Bluetooth radios operate in the unlicensed 2.4GHz Industrial, Scientific, and Medical application (ISM) frequency range. This frequency is already widely used by devices such as microwave ovens, baby monitors, cordless telephones, and 802.11b/g wireless networking devices. In order to avoid interference from these devices, Bluetooth uses a technology called spread spectrum frequency hopping. Spread spectrum frequency hopping changes the transmission frequency up to 1600 times per second across 79 different frequencies. As a result, interference on any one of those frequencies will only last a fraction of a second. This, coupled with the limited range of Bluetooth radio transmitters, results in a robust signal that is highly tolerant of other devices sharing the same frequency.

Bluetooth devices automatically attempt to communicate whenever one device comes within range of another. Bluetooth devices discover each other and initiate communication via inquiry and page transmissions. If device A would like to connect to device B, it will broadcast a page message progressively across the Bluetooth frequency range. Before device B establishes a connection, it will wait in standby mode listening for page and inquiry messages. In order for the page message to succeed in establishing communications, device A must know device B’s Bluetooth address and system clock settings. If device A does not have device B’s address, it will broadcast an inquiry message requesting this information. Device B will respond with the correct information and communication is then initiated with a page message. Bluetooth devices have the ability to form ad hoc networks. The topology of these networks is both temporary and random. An ad hoc network of two or more Bluetooth devices is called a piconet.
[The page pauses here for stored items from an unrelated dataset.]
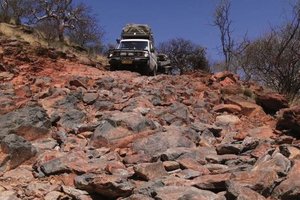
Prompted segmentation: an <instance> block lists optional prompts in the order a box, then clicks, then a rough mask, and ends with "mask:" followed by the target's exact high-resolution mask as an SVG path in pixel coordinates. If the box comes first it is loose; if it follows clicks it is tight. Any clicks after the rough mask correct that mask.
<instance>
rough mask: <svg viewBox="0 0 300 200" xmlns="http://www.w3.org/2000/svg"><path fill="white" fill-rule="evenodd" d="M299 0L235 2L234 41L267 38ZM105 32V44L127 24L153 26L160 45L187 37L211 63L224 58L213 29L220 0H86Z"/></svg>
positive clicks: (85, 2) (234, 1) (104, 36)
mask: <svg viewBox="0 0 300 200" xmlns="http://www.w3.org/2000/svg"><path fill="white" fill-rule="evenodd" d="M295 1H296V0H232V1H231V13H230V18H231V20H232V30H233V38H234V40H236V41H239V40H241V39H242V38H243V36H244V35H245V34H246V33H247V36H248V37H249V38H250V39H255V38H258V37H260V36H263V35H264V34H266V33H267V32H268V30H270V28H271V27H275V26H279V25H281V24H283V23H284V22H285V21H286V20H287V19H288V18H289V16H290V13H291V3H293V2H295ZM83 2H84V3H86V4H87V5H88V6H90V7H91V8H92V11H93V13H94V14H96V17H97V19H98V20H99V25H100V26H101V27H102V28H103V29H104V31H105V36H104V43H106V44H108V43H115V41H116V39H117V38H118V37H119V36H120V33H121V30H122V27H123V26H124V25H125V24H127V23H142V24H148V25H150V26H151V28H152V31H153V34H154V38H155V41H156V45H158V44H159V43H160V42H165V41H168V40H171V39H173V38H184V39H187V40H191V41H192V42H193V43H195V44H198V45H201V46H202V47H204V48H206V52H207V56H208V58H209V59H210V60H213V61H217V60H220V59H221V58H222V54H221V53H220V36H219V31H218V29H217V28H216V27H214V26H212V22H213V13H214V9H215V7H216V5H217V4H218V2H219V0H147V1H146V0H106V1H101V0H85V1H83Z"/></svg>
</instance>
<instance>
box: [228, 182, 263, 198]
mask: <svg viewBox="0 0 300 200" xmlns="http://www.w3.org/2000/svg"><path fill="white" fill-rule="evenodd" d="M226 198H227V199H238V200H253V199H256V200H265V199H266V198H265V197H264V196H262V195H261V194H259V193H257V192H255V191H254V190H251V189H250V188H247V187H243V186H241V185H239V184H236V183H233V182H230V181H229V182H228V185H227V193H226Z"/></svg>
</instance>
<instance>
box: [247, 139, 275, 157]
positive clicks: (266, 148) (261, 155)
mask: <svg viewBox="0 0 300 200" xmlns="http://www.w3.org/2000/svg"><path fill="white" fill-rule="evenodd" d="M270 148H271V144H269V143H262V144H259V145H258V146H257V147H256V148H255V149H254V150H253V151H252V152H251V156H253V157H254V158H260V157H262V156H263V155H265V154H266V152H267V151H268V149H270Z"/></svg>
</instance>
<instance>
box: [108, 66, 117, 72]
mask: <svg viewBox="0 0 300 200" xmlns="http://www.w3.org/2000/svg"><path fill="white" fill-rule="evenodd" d="M117 69H118V67H117V66H114V65H110V67H109V71H116V70H117Z"/></svg>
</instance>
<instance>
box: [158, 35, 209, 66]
mask: <svg viewBox="0 0 300 200" xmlns="http://www.w3.org/2000/svg"><path fill="white" fill-rule="evenodd" d="M158 51H159V52H160V53H164V54H166V55H168V56H169V58H170V60H171V65H172V66H174V67H178V68H180V69H181V70H182V71H183V72H187V71H193V70H203V71H209V67H208V61H207V58H206V52H205V49H204V48H203V47H201V46H199V45H196V44H194V43H193V42H191V41H190V40H185V39H183V38H176V39H172V40H170V41H167V42H163V43H160V44H159V46H158Z"/></svg>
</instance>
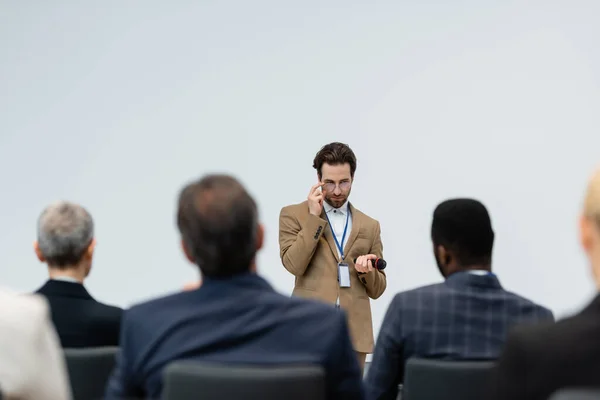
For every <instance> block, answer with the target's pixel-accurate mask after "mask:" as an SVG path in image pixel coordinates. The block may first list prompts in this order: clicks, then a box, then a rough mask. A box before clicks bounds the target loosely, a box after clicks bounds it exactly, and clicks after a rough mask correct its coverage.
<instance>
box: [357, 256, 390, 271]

When two Bluetooth devices initiate a connection, they automatically determine if one device needs to control the other. Generally, the device that initiates the communication assumes the role of master and exercises certain controls over the other members of the piconet which are known as slaves. Upon establishing a piconet, the slave devices synchronize their frequency hopping sequence and system clock with that of the master in order to maintain their connection. A master device can have up to seven slaves. A slave in one piconet can also be the master in another, thus allowing piconets to overlap and interact forming what is known as a scatternet.